1 in 3 Americans didn't visit a dentist last year
SUMMARY: According to a new Gallup poll, about one-third of Americans reported not visiting the dentists within the past 12 months. Income, more than age, race or geographic location, makes the most difference.
Posted: May 5, 2014
According to a new Gallup poll, one-third of Americans did not visit the dentist within the past 12 months, a trend that has remained unchanged from 2008.
These findings are based on interviews with 178,072 adults during 2013 as part of the Gallup-Healthways Well-Being Index and demonstrate that Americans might need to rethink their oral health standards.
Females are more likely than men to report visiting the dentist annually. About 67 percent of women said they saw their dental professional within the past year, while 62 percent of men reported doing so.
Regular dental visits are essential in steering clear of problems like plaque or tartar buildup, tooth decay and gum disease. It also presents a good opportunity to ask about oral health concerns such as tonsil stones and dry mouth, which are side effects of many prescription medicines.
The American Dental Association recommends that all adults and kids plan a trip to the dental office, even if nothing seems wrong. Experts point out that you shouldn't have to suffer from a toothache to see your dental professional. Keep your smile clean and healthy with preventive treatments every six months.

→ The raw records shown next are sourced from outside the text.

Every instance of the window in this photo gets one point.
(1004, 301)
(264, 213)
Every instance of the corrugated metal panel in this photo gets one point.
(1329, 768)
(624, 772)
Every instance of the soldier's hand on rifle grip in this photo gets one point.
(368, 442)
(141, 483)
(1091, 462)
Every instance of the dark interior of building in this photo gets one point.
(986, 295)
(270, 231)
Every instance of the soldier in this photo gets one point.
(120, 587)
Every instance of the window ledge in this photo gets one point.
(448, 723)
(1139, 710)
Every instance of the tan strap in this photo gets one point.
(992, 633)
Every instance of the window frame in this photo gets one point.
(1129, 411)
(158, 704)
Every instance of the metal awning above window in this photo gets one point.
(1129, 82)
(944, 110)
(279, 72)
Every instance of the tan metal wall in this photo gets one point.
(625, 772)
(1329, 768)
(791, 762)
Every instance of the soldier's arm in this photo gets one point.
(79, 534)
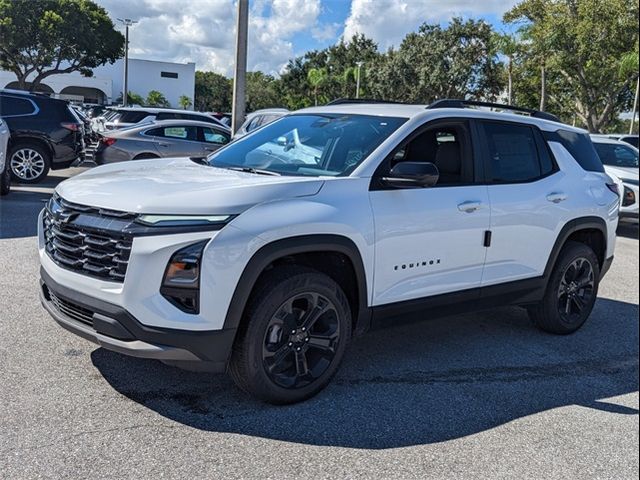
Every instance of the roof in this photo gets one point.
(410, 111)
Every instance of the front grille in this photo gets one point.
(71, 310)
(88, 240)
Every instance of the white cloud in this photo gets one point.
(203, 31)
(388, 21)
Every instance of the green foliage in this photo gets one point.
(157, 99)
(213, 92)
(457, 61)
(587, 49)
(185, 101)
(47, 37)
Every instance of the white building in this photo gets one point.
(172, 79)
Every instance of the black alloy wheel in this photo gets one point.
(301, 340)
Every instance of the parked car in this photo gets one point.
(45, 134)
(620, 161)
(129, 116)
(5, 171)
(631, 139)
(259, 118)
(168, 138)
(268, 266)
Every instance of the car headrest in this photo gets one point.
(448, 158)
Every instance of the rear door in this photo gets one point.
(212, 139)
(528, 200)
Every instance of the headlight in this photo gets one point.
(182, 220)
(181, 282)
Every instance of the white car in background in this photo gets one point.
(620, 161)
(258, 119)
(5, 171)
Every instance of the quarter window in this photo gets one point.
(513, 153)
(213, 136)
(12, 106)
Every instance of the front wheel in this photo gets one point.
(29, 163)
(293, 337)
(571, 292)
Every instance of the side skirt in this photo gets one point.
(521, 292)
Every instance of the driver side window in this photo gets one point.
(447, 146)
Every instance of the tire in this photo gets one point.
(273, 347)
(5, 181)
(571, 292)
(29, 163)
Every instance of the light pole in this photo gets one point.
(359, 65)
(240, 70)
(127, 22)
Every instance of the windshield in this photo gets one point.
(308, 145)
(617, 155)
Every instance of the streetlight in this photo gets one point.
(127, 22)
(359, 65)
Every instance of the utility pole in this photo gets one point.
(240, 73)
(359, 65)
(125, 90)
(635, 107)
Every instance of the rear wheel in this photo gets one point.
(5, 181)
(29, 163)
(571, 292)
(294, 335)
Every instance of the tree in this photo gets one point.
(509, 46)
(213, 92)
(49, 37)
(316, 77)
(157, 99)
(456, 61)
(185, 101)
(585, 45)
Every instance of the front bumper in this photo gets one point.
(115, 329)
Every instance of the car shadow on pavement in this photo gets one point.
(19, 210)
(628, 230)
(413, 384)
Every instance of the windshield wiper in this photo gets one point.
(256, 171)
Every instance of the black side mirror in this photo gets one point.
(412, 174)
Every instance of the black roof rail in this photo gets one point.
(346, 101)
(453, 103)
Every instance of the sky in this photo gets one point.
(203, 31)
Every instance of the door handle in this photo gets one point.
(557, 197)
(470, 207)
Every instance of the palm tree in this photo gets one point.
(316, 77)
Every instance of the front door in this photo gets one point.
(431, 240)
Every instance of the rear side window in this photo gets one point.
(132, 117)
(514, 154)
(14, 106)
(177, 132)
(579, 146)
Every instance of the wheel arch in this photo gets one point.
(301, 247)
(591, 231)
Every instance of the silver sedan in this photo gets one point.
(169, 138)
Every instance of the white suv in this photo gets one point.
(266, 261)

Young adults, blacks and Hispanics least likely to visit dentist
Young Americans aged 18 to 29 are among the demographic that's least likely to see their dental professional compared to those who are middle aged or older, but only marginally so. Adults aged 45 to 64 appear to be the most diligent.
Among racial and ethnic groups, 55 percent of both black and Hispanic individuals reported visiting the dentist in the past year. Since 2008, there has been a small decline in dental visits among blacks. In contrast, white and Asian individuals each visit the dentist about 70 percent of the time recommended.
The most drastic difference in dental habits are across income groups. According to the Gallup, the more money Americans make, the more likely they are to keep their teeth clean with regular dental visits, as those who earn $120,000 or more annually are about twice as likely to visit the dentist as those who earn less.
What's more, 2013 rates are lowest in the South at 60 percent and highest in East at about 69 percent.